Rusty fought back a groan as he stretched out his cramped knees. As good as it had felt to be back in a saddle, he was glad to be on his own two feet again. With a little grunt, he raised his head up and met Buck’s gaze from over the top of Mud’s back. Buck gave him a little nod that Rusty almost read as approval, almost, but the old cowboy wasn’t sure what he had done to deserve it.

Silently, the four men set up camp with a practiced proficiency. JD quickly stripped the tack off of Seven and then went looking amongst the pines and spruce trees for dry firewood to get a fire started. Vin saw Rusty had already started to drag grub out of a saddlebag and get a pot of coffee going over the fire, so instead he spread their bedrolls out in a line under the rock overhang where they would be out of the falling snow. JD helped Buck finish rubbing the horses down and graining them for the night, then they took all the wet saddle blankets and spread them out on branches.

"Come and git it, ya trailtramps!" Rusty yelled out just as the other men were finishing up their chores. "Ya better come a running, else I’ll eat it up myself!"

Buck hunkered down by the fire and stuck his chipped enamel mug out to Rusty, "Fill me up with some of your hot brew, rooster!"

Vin sat on a log beside the fire and nodded his thanks as Rusty filled his coffee mug up to the brim. Through the coffee’s steam, he watched JD drop to the ground across from him, and hug his knees to his chest for warmth.

"Hey…this ain’t half bad tastin’, old rooster," Buck said as he gulped down another mouthful of the hot liquid. "It darn near as good as mine!"

"I’d sooner drink dishwater than your coffee, Buck!" JD grabbed his mug with two hands and instead of drinking it he let the warmth of the mug heat up his chilled fingers.

"Kid, it’s been a long day. You say one more thing to rile me tonight and I’ll warm the back of your britches!" Buck squinted up his eyes and shook a threatening finger at JD.

"Yeah, well at least part of me will be warm then!" JD answered back with a cocky grin.

Too cold and tired to do anything more, Buck plunked down onto the ground beside JD and gave the kid a jab in the ribs with his elbow, and then fell silent.

The four men sat huddled around the fire, too weary to bother with the plate of beans Rusty had placed in front of each of them, instead they watched the red flames dance, each lost in their own thoughts.

Rusty set his un-eaten plate of food onto the ground, and in turn looked at each of the men around him. The fresh-faced boy sat cross-legged on the ground with his elbows resting on his knees and his chin leaning in his hands. His hazel eyes were half-hooded with sleepiness and he stared at the flames as though mesmerized.
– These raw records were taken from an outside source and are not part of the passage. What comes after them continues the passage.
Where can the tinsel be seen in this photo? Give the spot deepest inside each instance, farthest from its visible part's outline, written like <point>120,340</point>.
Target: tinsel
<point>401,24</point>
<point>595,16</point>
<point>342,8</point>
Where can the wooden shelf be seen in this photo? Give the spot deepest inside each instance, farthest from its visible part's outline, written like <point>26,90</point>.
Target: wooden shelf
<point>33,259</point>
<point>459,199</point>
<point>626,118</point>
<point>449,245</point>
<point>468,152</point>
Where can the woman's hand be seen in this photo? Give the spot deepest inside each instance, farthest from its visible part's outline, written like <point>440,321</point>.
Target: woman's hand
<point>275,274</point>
The tall man sitting beside the kid looked tired too. The day had taken a toll on him, but he ignored his own weariness as he waited for the two younger men to go safely to bed. Rusty wondered good-humouredly if the man ever realized how much energy he used up trying to keep all his friends out of trouble while he himself sought it out regularly.

Rusty drew his eyes to the sandy haired tracker and sharpshooter. He sat with his legs drawn up under him, the firelight casting dancing shadows across the hollows of his handsome face. The young man knew he was being scrutinized, of that Rusty had no doubt. He doubted very little of anything got past this quiet, unassuming young man.
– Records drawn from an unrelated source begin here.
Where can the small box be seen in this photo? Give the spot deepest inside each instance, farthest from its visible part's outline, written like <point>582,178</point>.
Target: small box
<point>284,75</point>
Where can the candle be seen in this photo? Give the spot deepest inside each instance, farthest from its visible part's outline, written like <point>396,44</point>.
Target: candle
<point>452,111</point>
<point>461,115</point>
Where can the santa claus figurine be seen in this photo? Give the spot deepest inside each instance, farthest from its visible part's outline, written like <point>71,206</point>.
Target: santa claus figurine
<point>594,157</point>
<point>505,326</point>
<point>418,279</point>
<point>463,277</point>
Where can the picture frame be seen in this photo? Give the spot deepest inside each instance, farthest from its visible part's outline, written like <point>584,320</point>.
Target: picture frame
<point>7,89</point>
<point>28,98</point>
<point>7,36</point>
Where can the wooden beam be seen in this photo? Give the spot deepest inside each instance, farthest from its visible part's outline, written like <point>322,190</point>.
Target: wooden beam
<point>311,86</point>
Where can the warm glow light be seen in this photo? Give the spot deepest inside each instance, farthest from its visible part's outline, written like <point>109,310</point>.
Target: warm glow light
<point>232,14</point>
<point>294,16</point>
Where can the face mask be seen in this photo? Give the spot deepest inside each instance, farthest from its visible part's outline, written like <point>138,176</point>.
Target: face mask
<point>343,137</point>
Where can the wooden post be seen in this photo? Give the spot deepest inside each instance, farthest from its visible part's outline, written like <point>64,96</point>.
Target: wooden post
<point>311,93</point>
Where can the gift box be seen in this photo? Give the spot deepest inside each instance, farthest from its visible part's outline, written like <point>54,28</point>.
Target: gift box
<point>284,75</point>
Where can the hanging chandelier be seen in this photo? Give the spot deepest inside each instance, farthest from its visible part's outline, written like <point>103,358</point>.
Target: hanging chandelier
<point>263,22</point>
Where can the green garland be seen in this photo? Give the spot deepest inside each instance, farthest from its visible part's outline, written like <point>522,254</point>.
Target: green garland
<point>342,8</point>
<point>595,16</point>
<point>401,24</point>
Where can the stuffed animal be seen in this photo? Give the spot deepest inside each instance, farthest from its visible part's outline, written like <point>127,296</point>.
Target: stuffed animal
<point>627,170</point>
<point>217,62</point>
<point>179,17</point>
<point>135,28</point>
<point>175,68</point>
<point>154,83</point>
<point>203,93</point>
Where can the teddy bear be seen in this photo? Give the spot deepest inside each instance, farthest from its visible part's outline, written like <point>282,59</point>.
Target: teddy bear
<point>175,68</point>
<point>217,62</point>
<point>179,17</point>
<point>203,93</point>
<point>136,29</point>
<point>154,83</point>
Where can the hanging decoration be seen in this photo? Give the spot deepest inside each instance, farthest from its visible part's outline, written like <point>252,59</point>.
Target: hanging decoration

They were all unique in their own way, and while quietly studying Vin, Rusty wished he had met them all under different circumstances. He thought they were the type of men he would gladly have ridden with, even the sometimes-overbearing Buck.

"You ever been hitched, Rusty?" The old cowboy grinned at the suddenly asked question. It had not taken Vin very long to draw the attention away from himself, and put it on someone else. Buck and JD both looked up, startled at the soft Texas voice that broke the night’s silence.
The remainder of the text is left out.